Ex-CEO, Former ‘Face of Credit Unions’ Whose Embezzlement Led to 6 CUs Closing, Is Sentenced

PHILADELPHIA – The former CEO of a credit union management company, whose actions have been blamed for the failure of six credit unions, has been sentenced to prison and ordered to pay restitution as the result of an embezzlement.

Joan Brown, 80, of Bristol, Penn. was sentenced to three years and eight months in prison, five years of supervised release, and ordered to pay $1,016,900 in restitution by United States District Judge Joshua Wolson for her scheme to embezzle credit union funds for which she provided management services through a company which she co-founded.

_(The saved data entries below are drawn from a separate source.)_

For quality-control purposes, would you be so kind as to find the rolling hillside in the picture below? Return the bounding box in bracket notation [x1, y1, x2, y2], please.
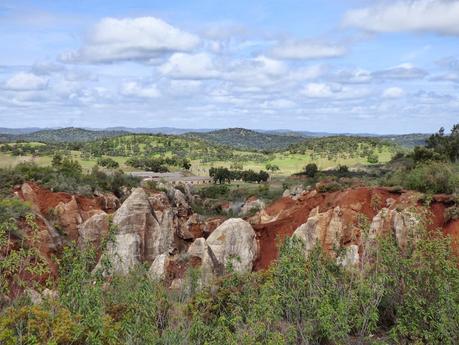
[0, 127, 128, 143]
[184, 128, 305, 151]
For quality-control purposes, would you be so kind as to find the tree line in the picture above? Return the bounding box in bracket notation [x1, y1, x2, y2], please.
[209, 167, 270, 184]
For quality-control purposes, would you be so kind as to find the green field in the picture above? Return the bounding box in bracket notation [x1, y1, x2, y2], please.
[191, 147, 395, 176]
[0, 147, 395, 176]
[0, 134, 398, 176]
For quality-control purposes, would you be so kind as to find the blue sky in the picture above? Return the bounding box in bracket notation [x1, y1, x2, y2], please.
[0, 0, 458, 133]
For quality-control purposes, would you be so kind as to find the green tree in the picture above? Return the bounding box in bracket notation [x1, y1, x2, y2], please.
[304, 163, 318, 177]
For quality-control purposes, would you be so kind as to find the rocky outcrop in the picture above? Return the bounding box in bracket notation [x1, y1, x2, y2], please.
[148, 253, 170, 281]
[282, 184, 306, 199]
[97, 185, 201, 275]
[240, 197, 265, 216]
[97, 233, 141, 274]
[206, 218, 259, 273]
[54, 197, 83, 240]
[78, 211, 109, 249]
[99, 188, 174, 274]
[293, 206, 343, 258]
[251, 187, 442, 270]
[170, 219, 260, 286]
[369, 208, 421, 250]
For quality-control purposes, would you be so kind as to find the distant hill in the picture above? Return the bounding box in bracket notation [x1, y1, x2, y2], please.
[102, 127, 214, 135]
[184, 128, 305, 151]
[0, 126, 431, 147]
[0, 127, 42, 135]
[378, 134, 429, 148]
[1, 127, 128, 143]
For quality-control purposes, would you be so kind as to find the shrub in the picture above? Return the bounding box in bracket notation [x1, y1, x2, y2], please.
[367, 153, 379, 164]
[392, 233, 459, 344]
[199, 184, 230, 199]
[317, 181, 343, 193]
[445, 206, 459, 223]
[97, 157, 119, 169]
[387, 162, 458, 194]
[304, 163, 318, 177]
[337, 165, 349, 174]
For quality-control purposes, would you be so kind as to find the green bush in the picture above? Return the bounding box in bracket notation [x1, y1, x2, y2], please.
[0, 163, 139, 197]
[2, 209, 459, 344]
[304, 163, 318, 177]
[97, 157, 120, 169]
[199, 184, 230, 199]
[386, 162, 458, 194]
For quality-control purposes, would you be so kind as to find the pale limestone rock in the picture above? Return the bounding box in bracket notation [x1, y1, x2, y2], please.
[293, 206, 343, 257]
[148, 253, 169, 281]
[54, 196, 83, 240]
[393, 210, 420, 250]
[98, 233, 141, 274]
[78, 211, 109, 249]
[241, 198, 265, 216]
[337, 245, 360, 267]
[206, 218, 258, 273]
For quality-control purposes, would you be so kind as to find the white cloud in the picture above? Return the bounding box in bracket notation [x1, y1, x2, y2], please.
[331, 68, 372, 84]
[431, 73, 459, 83]
[383, 87, 404, 98]
[288, 65, 325, 81]
[343, 0, 459, 35]
[31, 62, 66, 75]
[225, 55, 288, 87]
[301, 82, 370, 100]
[372, 63, 428, 80]
[261, 99, 296, 109]
[61, 17, 200, 63]
[3, 72, 49, 91]
[270, 40, 346, 60]
[167, 80, 203, 95]
[302, 83, 335, 98]
[121, 81, 160, 98]
[159, 53, 220, 79]
[253, 56, 287, 76]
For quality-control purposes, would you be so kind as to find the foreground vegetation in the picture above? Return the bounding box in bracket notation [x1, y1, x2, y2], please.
[0, 160, 139, 198]
[1, 217, 458, 345]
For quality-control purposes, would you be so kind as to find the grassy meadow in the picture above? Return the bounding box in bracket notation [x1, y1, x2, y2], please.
[0, 133, 399, 176]
[0, 148, 395, 176]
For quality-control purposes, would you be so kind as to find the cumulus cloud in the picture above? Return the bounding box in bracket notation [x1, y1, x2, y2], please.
[301, 82, 370, 100]
[414, 90, 455, 104]
[159, 53, 220, 79]
[121, 81, 160, 98]
[31, 62, 66, 75]
[431, 73, 459, 83]
[301, 83, 335, 98]
[167, 80, 203, 95]
[225, 55, 288, 87]
[330, 68, 372, 84]
[61, 17, 200, 63]
[3, 72, 49, 91]
[383, 87, 404, 98]
[372, 63, 428, 80]
[270, 40, 346, 60]
[261, 99, 296, 109]
[343, 0, 459, 35]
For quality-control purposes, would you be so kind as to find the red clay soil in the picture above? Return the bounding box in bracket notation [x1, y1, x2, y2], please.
[251, 187, 459, 271]
[165, 256, 202, 286]
[14, 182, 115, 215]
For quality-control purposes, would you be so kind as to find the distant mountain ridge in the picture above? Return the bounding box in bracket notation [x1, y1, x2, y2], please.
[0, 126, 430, 148]
[0, 127, 128, 143]
[184, 128, 306, 151]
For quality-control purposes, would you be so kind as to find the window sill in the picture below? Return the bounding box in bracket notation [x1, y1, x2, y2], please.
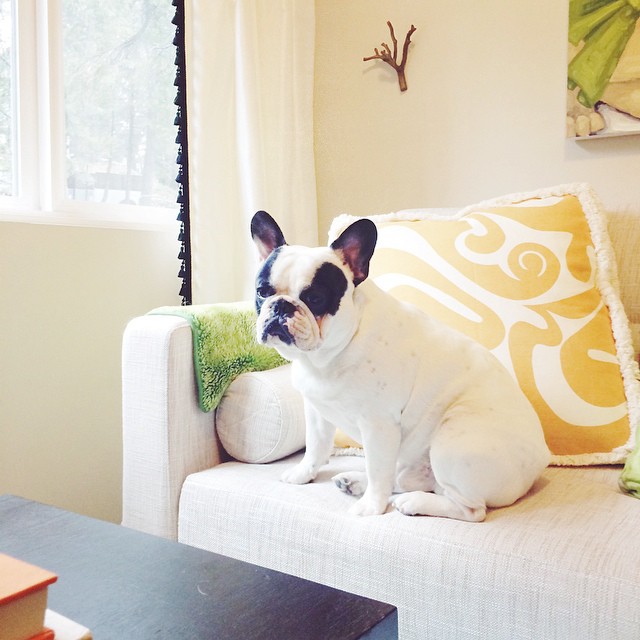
[0, 205, 179, 231]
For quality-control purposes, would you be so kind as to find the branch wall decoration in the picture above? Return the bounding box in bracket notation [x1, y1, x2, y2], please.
[363, 21, 417, 92]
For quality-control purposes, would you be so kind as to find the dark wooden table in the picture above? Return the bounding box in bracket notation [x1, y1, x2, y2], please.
[0, 495, 397, 639]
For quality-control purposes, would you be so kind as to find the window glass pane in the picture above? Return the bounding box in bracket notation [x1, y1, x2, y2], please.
[0, 0, 15, 197]
[62, 0, 177, 209]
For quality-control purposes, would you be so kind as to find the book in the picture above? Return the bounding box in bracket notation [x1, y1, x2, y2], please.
[25, 630, 54, 640]
[0, 553, 58, 640]
[44, 609, 92, 640]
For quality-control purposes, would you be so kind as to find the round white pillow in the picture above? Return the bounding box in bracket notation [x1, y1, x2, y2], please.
[215, 364, 305, 463]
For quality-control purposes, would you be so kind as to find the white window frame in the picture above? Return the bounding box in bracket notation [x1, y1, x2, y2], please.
[0, 0, 177, 230]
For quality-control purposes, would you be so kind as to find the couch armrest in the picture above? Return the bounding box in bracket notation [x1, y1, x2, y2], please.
[121, 315, 225, 539]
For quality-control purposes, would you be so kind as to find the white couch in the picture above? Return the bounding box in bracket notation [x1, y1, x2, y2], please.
[122, 206, 640, 640]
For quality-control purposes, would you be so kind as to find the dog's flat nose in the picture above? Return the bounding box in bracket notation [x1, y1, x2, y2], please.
[260, 297, 297, 345]
[273, 298, 296, 317]
[270, 319, 293, 343]
[263, 316, 294, 345]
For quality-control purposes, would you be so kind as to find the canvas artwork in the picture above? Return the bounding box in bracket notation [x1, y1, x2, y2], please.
[567, 0, 640, 138]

According to Acting United States Attorney Jennifer Arbittier, in September 2020, Brown pleaded guilty to six counts of embezzlement of credit union funds and 11 counts of making false entries in credit union records arising from her embezzlement of more than $1 million over several years from six small credit unions. Brown is the former CEO of the Bensalem-based Service Center for Credit Unions, and in that position was well-known in the credit union community in the Philadelphia area, prosecutors said.

‘Face of Credit Unions’

Court documents said that in the past Brown had been described as “the face of credit unions in Philadelphia,” and that as a result of her actions, six small credit unions failed and were liquidated NCUA.

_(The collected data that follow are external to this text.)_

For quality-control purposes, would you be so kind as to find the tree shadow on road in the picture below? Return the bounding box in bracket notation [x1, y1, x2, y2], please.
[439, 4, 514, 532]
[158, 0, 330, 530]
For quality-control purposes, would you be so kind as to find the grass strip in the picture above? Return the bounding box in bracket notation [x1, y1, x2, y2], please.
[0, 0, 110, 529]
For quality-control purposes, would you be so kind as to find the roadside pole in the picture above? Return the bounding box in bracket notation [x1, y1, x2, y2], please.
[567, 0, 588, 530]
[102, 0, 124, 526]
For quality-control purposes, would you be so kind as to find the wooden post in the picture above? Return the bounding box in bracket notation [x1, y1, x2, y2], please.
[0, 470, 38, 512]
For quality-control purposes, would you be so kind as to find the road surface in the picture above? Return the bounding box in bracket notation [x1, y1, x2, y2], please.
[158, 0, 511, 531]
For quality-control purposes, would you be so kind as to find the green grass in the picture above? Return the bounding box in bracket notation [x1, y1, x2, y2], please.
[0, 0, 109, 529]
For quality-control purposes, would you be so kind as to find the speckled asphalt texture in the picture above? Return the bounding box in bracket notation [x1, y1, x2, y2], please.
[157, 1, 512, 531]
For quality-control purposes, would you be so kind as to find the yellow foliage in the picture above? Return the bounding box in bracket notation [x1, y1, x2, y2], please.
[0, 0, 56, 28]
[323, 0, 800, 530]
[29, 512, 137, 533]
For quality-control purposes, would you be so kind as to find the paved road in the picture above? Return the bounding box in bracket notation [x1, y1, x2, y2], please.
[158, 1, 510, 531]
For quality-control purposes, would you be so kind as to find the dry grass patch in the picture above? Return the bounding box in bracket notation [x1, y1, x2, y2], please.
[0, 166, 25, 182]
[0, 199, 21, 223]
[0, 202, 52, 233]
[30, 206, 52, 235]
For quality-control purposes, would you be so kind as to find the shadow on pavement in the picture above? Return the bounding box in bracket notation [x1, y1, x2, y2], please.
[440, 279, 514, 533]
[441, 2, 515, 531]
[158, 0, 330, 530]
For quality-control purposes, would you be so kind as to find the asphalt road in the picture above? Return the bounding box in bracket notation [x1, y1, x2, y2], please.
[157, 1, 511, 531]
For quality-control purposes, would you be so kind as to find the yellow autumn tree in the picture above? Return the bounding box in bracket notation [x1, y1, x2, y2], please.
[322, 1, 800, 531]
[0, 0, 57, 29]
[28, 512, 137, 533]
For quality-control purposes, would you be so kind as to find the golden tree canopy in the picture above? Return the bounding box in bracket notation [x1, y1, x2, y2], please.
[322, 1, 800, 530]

The six small CUs included Chester Upland School Employees FCU, Cardozo Lodge FCU, Electrical Inspectors FCU, O P S EMP FCU, Servco FCI, and Triangle Interests Service Center FCU. 

“Credit unions, by their nature, are cooperative institutions which rely on the support of everyone involved to function and remain safe places to save and borrow money,” said Williams. “In her position as the CEO of a credit union management company, Brown destroyed six such credit unions with her greed and dishonesty. Our office will continue to work with our law enforcement partners to ensure that anyone who commits this type of fraud will be held accountable for their actions.”

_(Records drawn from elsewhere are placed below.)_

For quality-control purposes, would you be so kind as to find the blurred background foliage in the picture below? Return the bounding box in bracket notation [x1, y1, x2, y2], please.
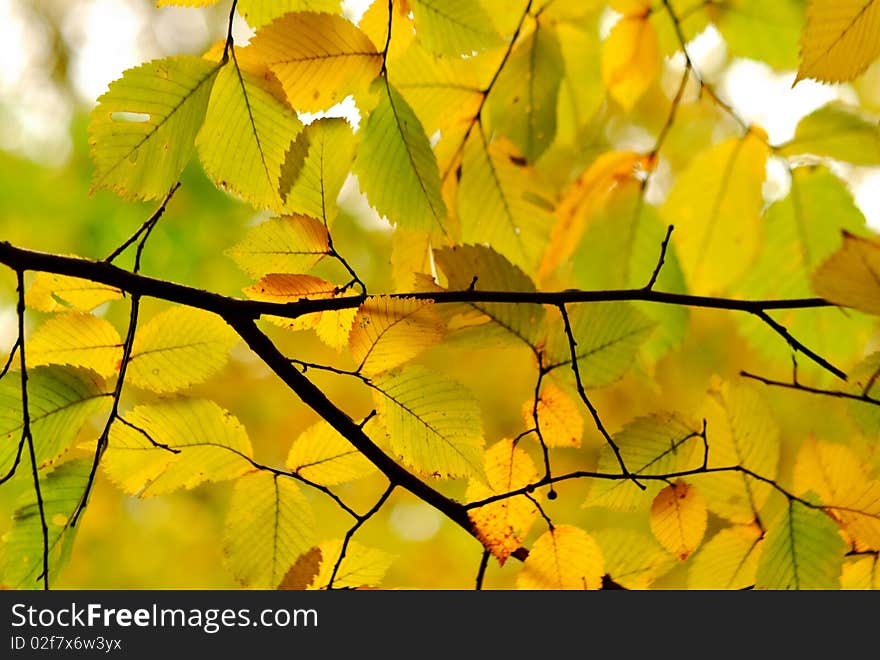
[0, 0, 878, 588]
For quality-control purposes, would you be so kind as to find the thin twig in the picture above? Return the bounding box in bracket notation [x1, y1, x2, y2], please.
[645, 225, 674, 290]
[104, 183, 181, 264]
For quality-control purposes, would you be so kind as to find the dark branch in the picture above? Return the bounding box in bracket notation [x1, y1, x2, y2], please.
[741, 370, 874, 406]
[104, 183, 180, 264]
[644, 225, 674, 290]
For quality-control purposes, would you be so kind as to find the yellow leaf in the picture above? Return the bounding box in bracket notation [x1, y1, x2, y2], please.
[308, 539, 395, 589]
[695, 380, 780, 524]
[650, 480, 707, 560]
[410, 0, 501, 56]
[349, 297, 444, 376]
[243, 274, 337, 331]
[812, 231, 880, 314]
[390, 229, 434, 291]
[796, 0, 880, 84]
[286, 420, 376, 486]
[517, 525, 605, 589]
[226, 214, 330, 279]
[223, 471, 316, 588]
[26, 272, 123, 313]
[466, 439, 540, 564]
[523, 382, 583, 448]
[358, 0, 414, 59]
[28, 313, 122, 377]
[251, 12, 382, 113]
[593, 529, 676, 589]
[688, 524, 764, 589]
[103, 399, 253, 497]
[315, 308, 358, 352]
[601, 10, 660, 111]
[841, 554, 880, 589]
[794, 438, 880, 551]
[660, 131, 769, 292]
[239, 1, 343, 29]
[128, 307, 238, 393]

‘Taking Advantage of Trust’

“The credit unions contracting with SCCU depended on the company to ably manage their financial matters,” added Michael J. Driscoll, Special Agent in Charge of the FBI’s Philadelphia Division. “Joan Brown took full advantage of that trust, dipping into accounts and stealing money for herself, over and over again, for years. Her criminal actions caused the insolvency and shutdown of six local financial institutions. Brown is finally being held accountable for this extensive and clear-cut fraud.”